占領都市
『占領都市 TOKYO YEAR ZERO II』デイヴィッド・ピース(文藝春秋)

1948年1月26日。雪の残る寒い午後。帝国銀行椎名町支店に白衣の男が現われた。男が言葉巧みに行員たちに飲ませたのは猛毒の青酸化合物。12人が死亡、四人が生き残り、銀行からは小切手と現金が消えた。悪名高い“帝銀事件”である。苦悶する犠牲者たちのうめき、犯人の残した唯一の物証を追う刑事のあえぎ、生き残った若い娘の苦悩、毒殺犯と旧陸軍のつながりを知った刑事の絶望、禁じられた研究を行なっていた陸軍七三一部隊の深層を暴こうとするアメリカとソヴィエトそれぞれの調査官を見舞う恐怖、大陸で培養した忌まわしい記憶と狂気を抱えた殺人者。史上最悪の大量殺人事件をめぐる12の語りと12の物語―――暗黒小説の鬼才が芥川龍之介の「薮の中」にオマージュを捧げ、己の文学的記憶を総動員して紡ぎ出す、毒と陰謀の黒いタペストリー。(本書あらすじより)

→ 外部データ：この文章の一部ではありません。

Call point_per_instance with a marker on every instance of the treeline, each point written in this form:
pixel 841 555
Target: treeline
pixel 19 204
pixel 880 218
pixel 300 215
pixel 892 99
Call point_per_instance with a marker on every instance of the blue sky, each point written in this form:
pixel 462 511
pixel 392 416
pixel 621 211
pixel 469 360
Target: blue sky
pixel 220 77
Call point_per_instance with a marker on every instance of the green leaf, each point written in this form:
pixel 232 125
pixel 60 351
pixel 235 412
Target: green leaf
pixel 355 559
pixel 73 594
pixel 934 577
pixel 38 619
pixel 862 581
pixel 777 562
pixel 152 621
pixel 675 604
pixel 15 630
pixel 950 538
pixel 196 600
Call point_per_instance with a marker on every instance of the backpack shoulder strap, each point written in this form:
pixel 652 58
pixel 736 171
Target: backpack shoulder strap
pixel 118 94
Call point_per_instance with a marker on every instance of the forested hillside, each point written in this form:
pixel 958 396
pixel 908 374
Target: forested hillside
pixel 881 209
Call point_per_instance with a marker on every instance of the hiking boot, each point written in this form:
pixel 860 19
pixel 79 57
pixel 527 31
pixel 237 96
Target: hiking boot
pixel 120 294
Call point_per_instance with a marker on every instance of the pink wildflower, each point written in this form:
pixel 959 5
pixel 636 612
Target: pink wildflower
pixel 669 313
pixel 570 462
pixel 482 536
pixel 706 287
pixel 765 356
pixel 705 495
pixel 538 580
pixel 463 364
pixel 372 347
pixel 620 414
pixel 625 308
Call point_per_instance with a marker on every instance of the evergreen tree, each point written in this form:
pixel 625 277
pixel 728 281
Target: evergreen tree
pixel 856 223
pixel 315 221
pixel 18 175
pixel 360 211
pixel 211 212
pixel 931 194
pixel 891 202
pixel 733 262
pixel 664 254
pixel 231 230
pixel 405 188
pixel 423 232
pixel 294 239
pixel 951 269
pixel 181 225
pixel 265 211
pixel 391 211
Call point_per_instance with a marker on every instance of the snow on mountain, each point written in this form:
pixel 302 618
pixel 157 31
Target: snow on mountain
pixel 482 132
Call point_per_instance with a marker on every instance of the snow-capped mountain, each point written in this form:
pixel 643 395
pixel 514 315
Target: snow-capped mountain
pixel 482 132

うぅむ、ついにこの感想を書く日が来てしまいましたか。大変だ。とか言って遠慮してたらまたブログ更新が1週間ぶりに。はい、深く反省しております。
『占領都市』はノワール作家デイヴィッド・ピースによる戦後東京を舞台にした三部作の第二弾で、極めて文学寄りのミステリです(前作とのつながりはないので未読でも大丈夫。自分も読んでません)。もう随所に書評が載っているし、いまさらここで何を書こうが……というか自分ごときが感想を書けるようなシロモノでは……という気持ちが結構強いので、ここでは簡単に超個人的な感想を。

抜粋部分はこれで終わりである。